By Cade Metz in San Francisco for The Register. This story has been reproduced with permission.
Last week, as reported by the CBC, a Calgary family dialed 911 via their internet phone service when 18-month-old Elijah Luck went into medical distress. Their VOIP provider, Comwave, then dispatched an ambulance to the family's former home in Mississauga, Ontario, more than twenty-five-hundred miles away.
After waiting over half an hour, the family said, they made another emergency call from a neighbor's land line phone. An ambulance arrived within six minutes, but the toddler was later pronounced dead at the Alberta Children's Hospital.
"This is a first for Canada, and it's a tragic one," Paul Godin, a spokesperson for te Canadian Radio-Television and Telecommunications Commission (CRTC), the country's telcom regulator, told The Reg. "This was a very young boy."
Comwave did not respond to requests for comment. But according to the CBC, the company did not have the family's latest address on file, and it says that customers are responsible for providing the company with updated emergency information. This is confirmed by Godin.

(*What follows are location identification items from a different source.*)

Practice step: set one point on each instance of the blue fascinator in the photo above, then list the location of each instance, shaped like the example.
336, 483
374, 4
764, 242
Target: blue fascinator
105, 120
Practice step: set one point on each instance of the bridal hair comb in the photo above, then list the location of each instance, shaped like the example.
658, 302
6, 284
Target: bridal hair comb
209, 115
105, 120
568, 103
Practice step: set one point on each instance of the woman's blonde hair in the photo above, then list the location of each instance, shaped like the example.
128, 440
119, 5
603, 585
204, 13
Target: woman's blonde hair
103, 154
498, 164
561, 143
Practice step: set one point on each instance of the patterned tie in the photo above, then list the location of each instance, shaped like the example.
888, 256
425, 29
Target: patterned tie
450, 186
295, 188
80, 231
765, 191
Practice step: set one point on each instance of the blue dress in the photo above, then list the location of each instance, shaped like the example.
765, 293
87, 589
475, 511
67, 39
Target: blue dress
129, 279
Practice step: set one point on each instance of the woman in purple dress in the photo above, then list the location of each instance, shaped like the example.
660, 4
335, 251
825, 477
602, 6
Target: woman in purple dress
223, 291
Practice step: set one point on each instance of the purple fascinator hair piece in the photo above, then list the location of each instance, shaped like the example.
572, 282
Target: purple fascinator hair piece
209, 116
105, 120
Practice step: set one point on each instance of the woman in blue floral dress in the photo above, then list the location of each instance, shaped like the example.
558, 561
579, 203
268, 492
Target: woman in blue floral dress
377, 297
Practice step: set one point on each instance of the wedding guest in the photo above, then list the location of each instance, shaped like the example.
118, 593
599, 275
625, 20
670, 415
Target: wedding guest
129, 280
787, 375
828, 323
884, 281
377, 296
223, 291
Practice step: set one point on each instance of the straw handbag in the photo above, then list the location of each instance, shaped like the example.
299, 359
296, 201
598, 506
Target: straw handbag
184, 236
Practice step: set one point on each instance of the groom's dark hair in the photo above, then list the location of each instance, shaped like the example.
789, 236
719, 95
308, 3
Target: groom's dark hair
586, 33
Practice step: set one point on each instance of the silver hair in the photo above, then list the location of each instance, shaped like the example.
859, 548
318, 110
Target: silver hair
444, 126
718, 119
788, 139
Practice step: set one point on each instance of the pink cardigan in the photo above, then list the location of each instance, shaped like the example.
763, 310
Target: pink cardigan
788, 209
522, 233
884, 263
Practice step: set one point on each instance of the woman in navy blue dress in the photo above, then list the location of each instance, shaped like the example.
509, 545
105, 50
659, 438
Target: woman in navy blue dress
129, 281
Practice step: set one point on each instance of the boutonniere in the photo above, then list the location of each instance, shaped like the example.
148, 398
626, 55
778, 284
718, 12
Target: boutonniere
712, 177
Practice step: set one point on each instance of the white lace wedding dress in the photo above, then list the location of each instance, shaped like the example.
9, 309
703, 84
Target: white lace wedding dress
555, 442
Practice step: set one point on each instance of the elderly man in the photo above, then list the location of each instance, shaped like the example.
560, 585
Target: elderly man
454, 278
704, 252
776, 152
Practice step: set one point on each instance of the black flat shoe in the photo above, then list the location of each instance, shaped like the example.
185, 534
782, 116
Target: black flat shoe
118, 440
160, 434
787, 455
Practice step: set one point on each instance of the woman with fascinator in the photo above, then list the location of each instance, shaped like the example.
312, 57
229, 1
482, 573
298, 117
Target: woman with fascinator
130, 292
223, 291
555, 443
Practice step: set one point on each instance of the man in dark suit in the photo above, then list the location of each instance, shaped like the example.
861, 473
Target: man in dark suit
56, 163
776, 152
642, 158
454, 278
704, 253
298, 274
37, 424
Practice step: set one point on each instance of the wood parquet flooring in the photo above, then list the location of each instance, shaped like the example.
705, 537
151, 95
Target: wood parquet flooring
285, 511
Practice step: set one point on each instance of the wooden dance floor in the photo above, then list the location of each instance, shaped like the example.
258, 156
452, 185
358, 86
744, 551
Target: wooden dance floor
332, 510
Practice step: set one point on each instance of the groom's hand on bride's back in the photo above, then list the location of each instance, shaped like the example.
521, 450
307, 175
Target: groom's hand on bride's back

With traditional phone lines and so-called "fixed" VOIP lines provided by cable operators, emergency calls are automatically routed to the nearest 911 call center. But certain "nomadic" VOIP services don't map customers to a physical location, and 911 calls must be routed manually.
"With nomadic 911, calls are channeled to an answering service provided by your VOIP company," Godin explains. "And that answering service channels your call to a 911 call center. So it's a two step approach, rather than the one-step you get with a regular land line."
Elijah Luck's aunt, Sylvia Luck, said that when she dialed 911 via Comwave's service, no one answered after five rings. Then she received a call back from a call center than Comwave contracts with in Concord, Ontario. Sylvia Luck said she gave the family's Calgary address to the operator, but the ambulance was sent to Mississauga.
The CRTC is investigating the call, but won't share details until the investigation is complete. "We're just going over the recording of the emergency call now and we need to analyze that before we make a statement one way or another," Godin tells us.
The commission's rules require nomadic VoIP providers to explain their 911 procedures when a customer signs up and remind them of the procedures at least once a year. Elijah Luck's family switched to Comwave's service three years ago, after moving to Calgary from Mississauga.
"If I'm the nomadic vendor, I have explain to the customer the limitations of my 911 services," Godin says. "And the customer to sign a form that says they understand the shortcomings."
The CRTC is also working on a plan to improve nomadic 911 services. "We want to make this as good as other 911 services. We're going through the various steps to make this happen. We need to have everyone involved in the emergency systems to cooperate in providing the right technology and we need to make sure the technology works. The question is who will pay for this infrastructure upgrade."